22/03/2015 – La Seine-et-Marne, ça vous gagne!

84,4 km – 3:20:33 – 25,2 km/H moyenne – 859m D+

Binôme jusqu'au bout

Binôme jusqu’au bout

Après un week-end off, la semaine dernière pour ma part (François ayant roulé seul sur le parcours du Toboggan 95), il était temps de s’y remettre.

L’objectif des 150km se rapprochant à grand pas, car initialement prévu pour samedi 28 mars, nous avons décidé de rouler court mais en essayant de gérer au mieux notre course.

Bon on avait d’autres raisons également: François roulait avec sa nouvelle selle et je testais la nouvelle boisson ISO+ de chez Décathlon (qui fera le sujet d’un article court prochainement).

Et puis nous avions tout deux des repas de famille à 13h ce qui nous imposait de ne pas rentrer trop tard.

Rendez-vous fixé à 08h30 devant chez mon binôme pour un départ dans la foulée. Après être aller voter, en vélo et en tenue, je rejoins notre point de départ. La température est fraîche pour ne pas dire froide et le ciel est très couvert.
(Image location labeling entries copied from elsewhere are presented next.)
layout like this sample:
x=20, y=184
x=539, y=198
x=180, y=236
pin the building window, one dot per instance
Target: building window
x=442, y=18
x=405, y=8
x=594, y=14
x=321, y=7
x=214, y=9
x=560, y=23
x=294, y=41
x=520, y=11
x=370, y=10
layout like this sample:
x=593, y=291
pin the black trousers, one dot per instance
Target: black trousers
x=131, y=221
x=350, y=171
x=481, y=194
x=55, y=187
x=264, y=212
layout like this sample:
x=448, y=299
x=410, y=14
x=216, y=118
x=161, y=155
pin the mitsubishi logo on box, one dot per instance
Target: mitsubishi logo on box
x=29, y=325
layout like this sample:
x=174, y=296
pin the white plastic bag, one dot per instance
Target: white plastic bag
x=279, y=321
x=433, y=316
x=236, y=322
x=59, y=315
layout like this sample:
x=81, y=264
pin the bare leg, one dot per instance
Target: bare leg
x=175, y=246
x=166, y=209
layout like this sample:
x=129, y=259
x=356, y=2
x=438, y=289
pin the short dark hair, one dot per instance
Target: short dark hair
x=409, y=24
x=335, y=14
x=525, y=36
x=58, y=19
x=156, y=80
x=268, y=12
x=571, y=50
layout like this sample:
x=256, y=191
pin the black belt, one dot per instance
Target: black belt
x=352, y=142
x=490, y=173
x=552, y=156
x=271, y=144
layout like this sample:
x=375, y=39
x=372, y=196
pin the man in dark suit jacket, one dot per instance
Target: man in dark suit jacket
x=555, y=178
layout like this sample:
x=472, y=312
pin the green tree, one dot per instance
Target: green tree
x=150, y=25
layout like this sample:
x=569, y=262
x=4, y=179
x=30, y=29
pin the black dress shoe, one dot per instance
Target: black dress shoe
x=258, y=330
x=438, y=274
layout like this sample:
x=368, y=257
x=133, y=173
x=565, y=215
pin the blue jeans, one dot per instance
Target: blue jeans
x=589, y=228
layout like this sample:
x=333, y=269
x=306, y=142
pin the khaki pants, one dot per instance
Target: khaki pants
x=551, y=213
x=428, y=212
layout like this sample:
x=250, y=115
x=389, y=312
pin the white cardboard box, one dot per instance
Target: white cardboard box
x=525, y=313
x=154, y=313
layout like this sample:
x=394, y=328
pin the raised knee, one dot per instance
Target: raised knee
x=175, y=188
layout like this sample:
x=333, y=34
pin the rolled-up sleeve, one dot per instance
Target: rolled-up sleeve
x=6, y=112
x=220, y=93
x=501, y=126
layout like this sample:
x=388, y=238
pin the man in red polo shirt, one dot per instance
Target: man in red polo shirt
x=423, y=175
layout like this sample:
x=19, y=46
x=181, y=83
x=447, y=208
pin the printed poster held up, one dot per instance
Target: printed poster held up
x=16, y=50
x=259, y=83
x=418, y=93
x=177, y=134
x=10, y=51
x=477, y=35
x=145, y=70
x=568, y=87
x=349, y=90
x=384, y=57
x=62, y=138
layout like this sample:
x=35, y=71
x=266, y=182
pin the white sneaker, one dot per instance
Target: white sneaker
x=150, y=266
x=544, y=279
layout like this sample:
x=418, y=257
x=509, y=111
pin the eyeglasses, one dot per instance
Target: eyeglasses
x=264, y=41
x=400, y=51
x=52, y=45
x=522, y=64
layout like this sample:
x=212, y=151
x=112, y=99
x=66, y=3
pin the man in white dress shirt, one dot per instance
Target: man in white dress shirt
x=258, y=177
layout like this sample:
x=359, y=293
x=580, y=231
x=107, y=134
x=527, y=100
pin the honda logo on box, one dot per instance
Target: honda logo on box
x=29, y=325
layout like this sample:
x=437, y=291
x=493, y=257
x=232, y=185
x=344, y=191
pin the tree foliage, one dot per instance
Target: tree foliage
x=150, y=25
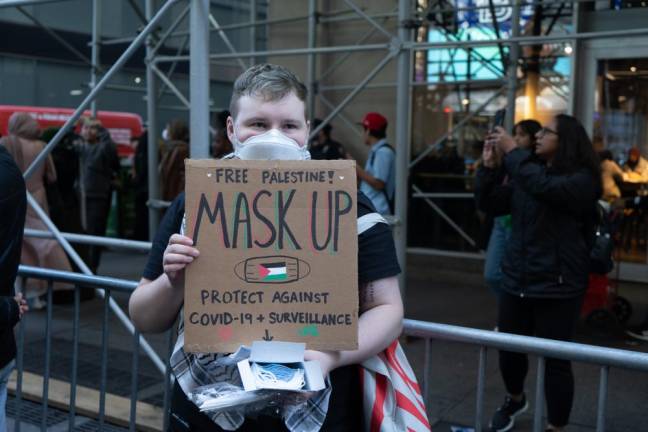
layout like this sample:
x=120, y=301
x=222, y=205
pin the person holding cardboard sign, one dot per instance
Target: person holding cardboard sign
x=268, y=121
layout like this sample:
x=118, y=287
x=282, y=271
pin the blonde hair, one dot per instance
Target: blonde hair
x=268, y=81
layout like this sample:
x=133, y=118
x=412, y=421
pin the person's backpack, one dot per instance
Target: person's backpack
x=390, y=201
x=602, y=244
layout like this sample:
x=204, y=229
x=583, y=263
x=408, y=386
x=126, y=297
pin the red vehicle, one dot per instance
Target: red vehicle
x=122, y=126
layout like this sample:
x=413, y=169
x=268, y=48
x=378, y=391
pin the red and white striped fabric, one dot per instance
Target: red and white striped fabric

Du gris, du gris, du gris… Le vent est là aussi… Tout pour être heureux.

Le ciel est un poil chargé

Le ciel est un poil chargé

Comme le parcours de 150km que nous projetons de faire le week-end prochain serpentera dans le Vexin, nous avons décidé (ou plutôt, j’ai décidé!!) de partir de l’autre côté vers la Seine-et-Marne. Pour changer un peu.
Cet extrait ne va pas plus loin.